DAVID: Stop blaming God for choosing to evolve us.

dhw: I am not blaming God for any such thing! I am blaming you for coming up with a theory that you agree makes no sense. […]

DAVID: You won't change my memory. I can't go back to many years ago like 2009. But you said if God can directly create as in the Cambrian why did He evolve us?

Correct. It’s not a statement blaming God, but was and is a crucial question which you can’t answer. I have suggested that your illogical theory might be wrong. Maybe we weren’t his only purpose, or he couldn’t create directly, or he was experimenting etc. My alternative reasons for your God’s use of evolution all counter YOUR blaming him for being messy and inefficient.

Theoretical origin of life: Space is filled with organics

DAVID: You can't just let proteins fall together and get life! It takes careful design.
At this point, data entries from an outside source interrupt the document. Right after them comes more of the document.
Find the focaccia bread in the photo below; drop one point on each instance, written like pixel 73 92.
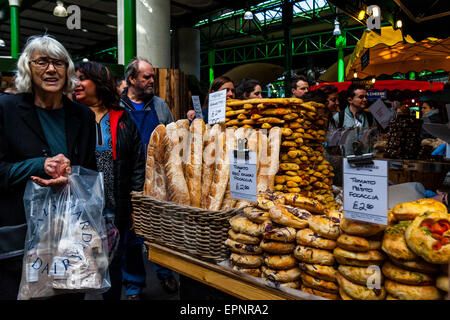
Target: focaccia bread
pixel 354 243
pixel 289 275
pixel 410 210
pixel 243 238
pixel 155 173
pixel 323 294
pixel 327 273
pixel 408 292
pixel 241 224
pixel 280 262
pixel 360 228
pixel 400 275
pixel 394 242
pixel 243 248
pixel 429 237
pixel 313 255
pixel 246 260
pixel 360 292
pixel 361 259
pixel 319 284
pixel 177 189
pixel 275 232
pixel 308 237
pixel 361 275
pixel 289 216
pixel 277 247
pixel 210 143
pixel 325 226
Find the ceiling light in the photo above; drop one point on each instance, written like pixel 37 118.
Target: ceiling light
pixel 361 14
pixel 248 15
pixel 59 10
pixel 337 28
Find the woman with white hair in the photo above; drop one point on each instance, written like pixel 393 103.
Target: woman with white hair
pixel 42 133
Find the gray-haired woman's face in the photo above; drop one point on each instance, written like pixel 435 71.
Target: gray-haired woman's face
pixel 48 74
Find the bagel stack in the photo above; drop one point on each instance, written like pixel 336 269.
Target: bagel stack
pixel 303 168
pixel 359 261
pixel 280 265
pixel 314 251
pixel 410 275
pixel 244 239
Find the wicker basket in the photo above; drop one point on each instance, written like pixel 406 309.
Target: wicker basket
pixel 194 231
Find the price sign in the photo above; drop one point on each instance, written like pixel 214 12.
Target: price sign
pixel 243 178
pixel 217 103
pixel 197 107
pixel 366 192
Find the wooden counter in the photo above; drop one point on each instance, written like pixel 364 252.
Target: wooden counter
pixel 216 276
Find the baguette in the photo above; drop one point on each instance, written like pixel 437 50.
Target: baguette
pixel 193 171
pixel 222 170
pixel 210 143
pixel 177 189
pixel 155 176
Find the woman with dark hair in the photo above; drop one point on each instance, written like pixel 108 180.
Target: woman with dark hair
pixel 220 83
pixel 248 89
pixel 119 156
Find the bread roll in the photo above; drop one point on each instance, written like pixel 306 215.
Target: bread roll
pixel 177 190
pixel 210 143
pixel 193 170
pixel 222 170
pixel 155 173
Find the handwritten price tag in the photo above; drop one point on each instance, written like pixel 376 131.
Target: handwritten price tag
pixel 217 103
pixel 243 179
pixel 366 192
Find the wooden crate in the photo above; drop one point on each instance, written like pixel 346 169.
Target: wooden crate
pixel 171 85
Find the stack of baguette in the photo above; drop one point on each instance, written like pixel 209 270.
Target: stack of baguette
pixel 189 164
pixel 408 275
pixel 357 253
pixel 314 250
pixel 303 167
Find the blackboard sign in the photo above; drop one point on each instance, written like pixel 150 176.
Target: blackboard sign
pixel 365 58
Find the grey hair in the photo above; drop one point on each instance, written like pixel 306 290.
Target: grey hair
pixel 48 46
pixel 133 69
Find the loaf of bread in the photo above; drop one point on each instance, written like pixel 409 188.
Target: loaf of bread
pixel 193 170
pixel 177 190
pixel 155 175
pixel 221 171
pixel 210 143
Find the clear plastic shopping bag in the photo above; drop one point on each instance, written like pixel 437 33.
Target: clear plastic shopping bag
pixel 66 246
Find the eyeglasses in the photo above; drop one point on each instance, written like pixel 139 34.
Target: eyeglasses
pixel 43 63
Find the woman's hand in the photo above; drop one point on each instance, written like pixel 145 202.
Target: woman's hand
pixel 57 167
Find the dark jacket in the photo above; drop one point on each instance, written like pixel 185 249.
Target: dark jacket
pixel 162 109
pixel 129 163
pixel 22 138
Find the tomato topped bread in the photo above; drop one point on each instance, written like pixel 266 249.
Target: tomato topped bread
pixel 410 210
pixel 429 237
pixel 394 242
pixel 289 216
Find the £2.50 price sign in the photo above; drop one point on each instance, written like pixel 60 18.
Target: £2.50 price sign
pixel 366 192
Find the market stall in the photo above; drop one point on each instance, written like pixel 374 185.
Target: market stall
pixel 290 239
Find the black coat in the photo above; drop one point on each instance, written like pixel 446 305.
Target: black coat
pixel 129 166
pixel 22 138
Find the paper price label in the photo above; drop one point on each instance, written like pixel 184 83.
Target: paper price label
pixel 243 178
pixel 366 192
pixel 197 107
pixel 217 103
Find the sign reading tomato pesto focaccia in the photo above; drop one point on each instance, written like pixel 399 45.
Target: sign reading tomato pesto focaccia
pixel 366 192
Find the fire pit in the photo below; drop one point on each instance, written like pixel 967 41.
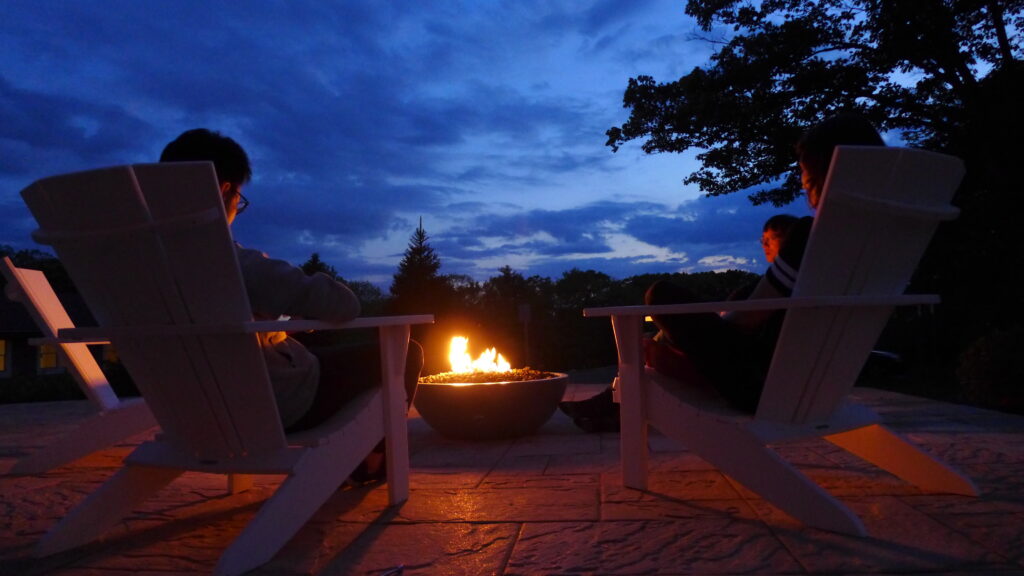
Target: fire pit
pixel 486 399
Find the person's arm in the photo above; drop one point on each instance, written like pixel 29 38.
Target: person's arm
pixel 276 287
pixel 750 321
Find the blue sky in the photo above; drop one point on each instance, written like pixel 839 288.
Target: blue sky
pixel 485 119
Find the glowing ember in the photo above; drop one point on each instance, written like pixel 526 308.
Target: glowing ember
pixel 489 360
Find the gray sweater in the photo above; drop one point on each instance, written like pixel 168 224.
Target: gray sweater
pixel 278 288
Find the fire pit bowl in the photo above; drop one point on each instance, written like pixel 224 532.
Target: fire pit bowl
pixel 489 410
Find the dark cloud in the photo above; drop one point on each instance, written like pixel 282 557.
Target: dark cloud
pixel 485 120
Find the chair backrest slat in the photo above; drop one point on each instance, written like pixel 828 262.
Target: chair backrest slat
pixel 49 315
pixel 857 247
pixel 126 238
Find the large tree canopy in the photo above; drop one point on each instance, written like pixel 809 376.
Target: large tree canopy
pixel 914 67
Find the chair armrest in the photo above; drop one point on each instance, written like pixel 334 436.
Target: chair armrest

dhw: So why did your careful, omnipotent, omniscient designer create billions of organic molecules to float around for billions of years if all he wanted to do was stick some together in order to create us and our food? Back to square one.

DAVID: How do you know if the molecules did not appear until 4.5 bya when the Earth formed? You infer right from the Big Bang.

I have no idea when they first appeared. But if you insist, why did your all-knowing, all-powerful God create billions of organic molecules 4.5 billion years ago to float around for billions of years, if all he wanted to do was create us and our food?

Introducing the brain: consciousness as ephaptic fields

QUOTE: "This single paper could take the field of ephaptic field science from the fringes of neuroscience to the forefront. Its findings regarding the speed and pervasiveness of ephaptic field effects may presage a fundamentally new understanding of how cognition and consciousness work." (David's bold)

DAVID: the bold just above expresses my feelings. It is an impressive suggestion. I must admit it comfortably fits my underlying dualism, as a field theory not fully tied to serial synaptic connections but fitting into fields.

dhw: I don’t understand how a process that depends in the first instance on neurons can fit your dualism. We should also note that these experiments were carried out on mice – and earlier on rabbits and cats. Do you regard this as evidence that mice, rabbits and cats have souls that will live on after they die?

DAVID: The Jewish religion thinks so: Nefesh and Neshama, souls for both.

dhw: I didn’t ask about the Jewish religion. Do YOU think mice, rabbits and cats have immortal souls?

DAVID: I am not an expert in souls. I'll accept the Jewish view.

Thank you for answering my question. Of course, your faith still doesn’t explain how a process that originates in neurons “fits” your dualism.

Our whole body has memory

QUOTES: "The ability to learn from spaced repetition isn't unique to brain cells, but, in fact, might be a fundamental property of all cells,"

For example, consider what our pancreas remembers about the pattern of our past meals to maintain healthy levels of blood glucose or consider what a cancer cell remembers about the pattern of chemotherapy."

The cell responses also depended on the time between pulses. These factors varied how strongly the memory-forming molecules were activated, and for how long – exactly what happens with our neurons. (David’s bold)

DAVID: What the non-biochemist must remember is everything happens is at a molecular reaction level. This is the automaticity I tout. Molecules do not think.

But the ability to learn “might be a fundamental property of all cells”. Molecules may provide information and may be activated, but something in the cell also has to process the information, commit it to memory, call upon the memory, and decide how to respond to the new information. This requires thought of some kind (not to be confused with human levels of thinking.) According to you, cells do not think. Many scientists disagree with you.